It’s popular in some circles to insist that they don’t make films as good as they used to, and that modern box office has suffered a steady decline as less people attend and the studios make less money. Well, that’s all myth, as 2013 helped demonstrate by becoming the second record-setting year at the box office in a row. Worldwide, the 2013 box office took in at least $10.9 billion in total receipts, and that figure could still adjust upward a bit more as final numbers from some foreign markets come in.
The increase in box office for 2013 was particularly impressive, since 2012 had no less than four films taking more than $1 billion in worldwide receipts — The Avengers, Skyfall, The Dark Knight Rises, and The Hobbit: An Unexpected Journey — not to mention a few other big performers like Ice Age: Continental Drift, Twilight: Breaking Dawn Part 2, The Amazing Spider-Man, Madagascar 3: Europe’s Most Wanted, and The Hunger Games.
2013 managed to top all of that with just a single $1+ billion film — Iron Man 3 — and a handful of big performers including Despicable Me 2, The Hunger Games: Catching Fire, Fast & Furious 6, Monsters University, Man of Steel, Gravity, The Hobbit: The Desolation of Smaug, Thor: The Dark World, and The Croods.
So this past year’s performance did a lot of heavy lifting without the same top-heavy support, and instead relying on a broader field of play with a lot of mid-range performers to help prop up the box office, and relying much more on foreign receipts for the under-$1 billion crowd. Domestically, 2013′s box office totals and 2012′s box office totals looked remarkably similar.
2013′s increase over 2012′s box office (which, as noted above, set a new record at the time) should come as no real surprise. For the last 30 years, 23 of those years saw increases over previous-year box office totals. The last 20 years saw just four declines from previous-year totals, and that includes a couple of years with miniscule drops (one of which came in 2010, the year after Avatar began its huge run and helped 2009 to a rare huge 10% jump in revenue).
Ticket sales are less consistent, but over time the general trend is upward. Total ticket purchases increased for just over 20 years starting in 1980 (when we start having dependable figures), until in 2003 a trend began in which years with decreased ticket sales outnumbered years with ticket sales increases (three years of increases mixed in among eight years of declines). However, the difference between total declines compared to total increases during that 11-year period is 14%, and only half of those decline years were really significant — meaning 4+% drops from the previous year.
Looking at the film release schedule for the next two years, it looks increasingly likely that we’re going to see two more years of box office increases over previous years, and I’d bet that 2015 has a notable increase in ticket sales as well, even if 2014 only has a small ticket sales increase or perhaps tiny decline.
As for quality of films, this is a debate I’m sure will continue for a long time without end.
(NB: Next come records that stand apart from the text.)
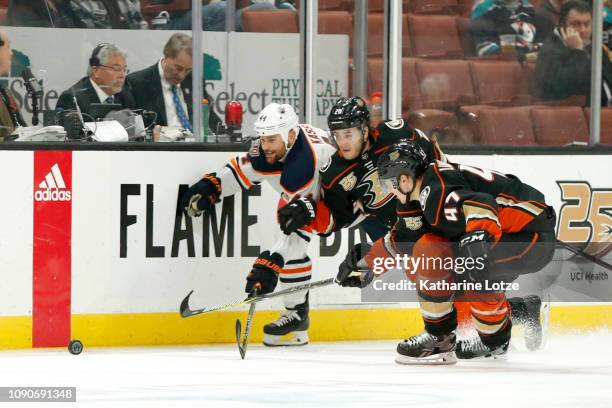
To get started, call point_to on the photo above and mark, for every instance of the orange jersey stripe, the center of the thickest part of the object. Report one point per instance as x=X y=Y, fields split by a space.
x=513 y=219
x=297 y=270
x=240 y=173
x=349 y=168
x=441 y=195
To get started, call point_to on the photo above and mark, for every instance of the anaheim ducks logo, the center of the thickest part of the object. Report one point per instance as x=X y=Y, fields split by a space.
x=373 y=197
x=349 y=182
x=413 y=223
x=586 y=217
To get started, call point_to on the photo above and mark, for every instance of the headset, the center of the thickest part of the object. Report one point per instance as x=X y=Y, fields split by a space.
x=94 y=60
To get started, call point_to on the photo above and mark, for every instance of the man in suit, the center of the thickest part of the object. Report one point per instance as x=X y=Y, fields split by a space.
x=104 y=82
x=166 y=88
x=10 y=117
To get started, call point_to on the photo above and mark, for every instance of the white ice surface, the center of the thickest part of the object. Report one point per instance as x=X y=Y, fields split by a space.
x=572 y=371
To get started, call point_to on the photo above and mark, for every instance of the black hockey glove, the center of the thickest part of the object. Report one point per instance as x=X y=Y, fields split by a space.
x=354 y=271
x=475 y=245
x=297 y=213
x=265 y=272
x=202 y=196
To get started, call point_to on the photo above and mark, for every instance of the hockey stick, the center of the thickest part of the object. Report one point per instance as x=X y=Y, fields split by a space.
x=187 y=312
x=586 y=256
x=247 y=330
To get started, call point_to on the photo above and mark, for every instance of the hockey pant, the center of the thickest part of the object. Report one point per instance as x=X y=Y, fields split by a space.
x=515 y=254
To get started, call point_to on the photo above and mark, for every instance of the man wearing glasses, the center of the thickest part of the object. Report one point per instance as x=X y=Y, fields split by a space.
x=104 y=82
x=166 y=88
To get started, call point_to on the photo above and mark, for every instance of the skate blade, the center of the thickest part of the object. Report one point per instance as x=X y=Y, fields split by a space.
x=488 y=357
x=296 y=338
x=436 y=359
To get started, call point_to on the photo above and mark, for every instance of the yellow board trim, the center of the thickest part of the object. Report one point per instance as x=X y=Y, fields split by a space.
x=112 y=330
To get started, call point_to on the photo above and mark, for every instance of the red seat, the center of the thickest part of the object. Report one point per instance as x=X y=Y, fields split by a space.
x=337 y=22
x=465 y=36
x=506 y=126
x=559 y=125
x=466 y=7
x=270 y=21
x=499 y=83
x=605 y=126
x=445 y=84
x=434 y=36
x=376 y=35
x=411 y=96
x=433 y=7
x=333 y=5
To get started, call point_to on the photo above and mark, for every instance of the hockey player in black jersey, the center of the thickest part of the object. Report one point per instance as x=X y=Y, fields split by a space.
x=468 y=212
x=350 y=188
x=351 y=192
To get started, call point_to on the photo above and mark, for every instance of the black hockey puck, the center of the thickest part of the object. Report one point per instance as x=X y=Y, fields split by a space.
x=75 y=347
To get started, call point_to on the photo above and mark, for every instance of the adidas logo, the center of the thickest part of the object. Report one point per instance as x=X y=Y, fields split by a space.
x=53 y=187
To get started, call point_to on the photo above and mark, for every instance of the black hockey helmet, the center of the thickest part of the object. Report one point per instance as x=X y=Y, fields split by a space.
x=348 y=113
x=403 y=157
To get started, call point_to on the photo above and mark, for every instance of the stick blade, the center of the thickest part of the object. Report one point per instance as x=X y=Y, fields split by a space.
x=184 y=309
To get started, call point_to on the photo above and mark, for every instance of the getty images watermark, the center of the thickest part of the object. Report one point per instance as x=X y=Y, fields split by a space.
x=437 y=282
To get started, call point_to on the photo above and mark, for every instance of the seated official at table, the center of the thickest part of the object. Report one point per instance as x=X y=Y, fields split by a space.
x=104 y=83
x=166 y=86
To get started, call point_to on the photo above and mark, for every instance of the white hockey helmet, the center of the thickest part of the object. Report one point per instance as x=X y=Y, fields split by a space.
x=276 y=119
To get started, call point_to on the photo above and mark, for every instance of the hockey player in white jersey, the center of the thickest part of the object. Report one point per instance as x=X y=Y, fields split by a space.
x=289 y=156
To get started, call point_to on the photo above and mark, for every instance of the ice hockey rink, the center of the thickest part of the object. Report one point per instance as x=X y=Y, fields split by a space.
x=572 y=370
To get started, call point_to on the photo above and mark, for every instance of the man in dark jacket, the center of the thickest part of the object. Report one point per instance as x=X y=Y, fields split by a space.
x=104 y=82
x=166 y=87
x=564 y=62
x=547 y=18
x=76 y=14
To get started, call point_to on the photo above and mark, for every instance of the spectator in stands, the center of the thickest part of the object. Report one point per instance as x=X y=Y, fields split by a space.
x=547 y=18
x=498 y=25
x=166 y=87
x=104 y=82
x=76 y=14
x=564 y=62
x=10 y=117
x=213 y=14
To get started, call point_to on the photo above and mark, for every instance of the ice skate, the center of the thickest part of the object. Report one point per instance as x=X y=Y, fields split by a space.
x=291 y=329
x=532 y=323
x=427 y=349
x=474 y=348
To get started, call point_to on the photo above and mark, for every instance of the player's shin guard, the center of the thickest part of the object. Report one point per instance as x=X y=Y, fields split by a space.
x=291 y=328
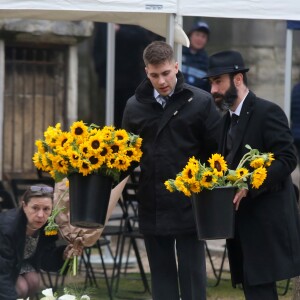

However, I’d make my usual point that if we pick any previous era of cinema, and select the best year of films from that era — for example, perhaps 1939 or a year from the beloved 1970s era — we’d be hard pressed to find a dozen films that we could seriously call valid contenders for Best Picture at the Oscars, let alone 15 to 20 such contenders. In the modern era of film, however, it’s not hard to find more than a dozen strong contenders and usually 20 or more contenders including some dark horse candidates.
Likewise, pick the worst films of any prior beloved era of cinema, and compare them to modern examples of the worst films released in theaters. At the very least, modern examples will pretty consistently demonstrate a level of basic competence at technical skills — editing, lighting, sound — superior to the worst films of prior eras.
But most important in the arguments bashing modern cinema are the claims that everything today is a remake or a sequel, and that big budget style-over-substance productions dominate whereas in the “good ol’ days” this wasn’t true. Well, that’s another big myth.
Studios consistently relied on adaptations and sequels (or pseudo-sequels) and remakes since the beginning of studio filmmaking. Go back to the 1930s and start counting — any year you pick, you’ll find a large portion of the year’s films, including a large portion of the years’ best films and Oscar nominees — were adapted from previous work or mediums.
There were also lots of serials and sequels, such as the Tarzan franchise for example or the Abbott and Costello movies. And big budget musicals or historical dramas were quite common as well. All the while, studios were making movies to try and reap big box office rewards, since this is a business and there was never an era when all the studios cared to make were low-budget artsy films purely to satisfy the artistic sensibilities of film critics and indie fans.
2013 was not only a big year at the box office, it was a great year for filmmaking as well. And I wish more people paid attention to the facts of the past and were grateful for the continued high quality of filmmaking we enjoy today.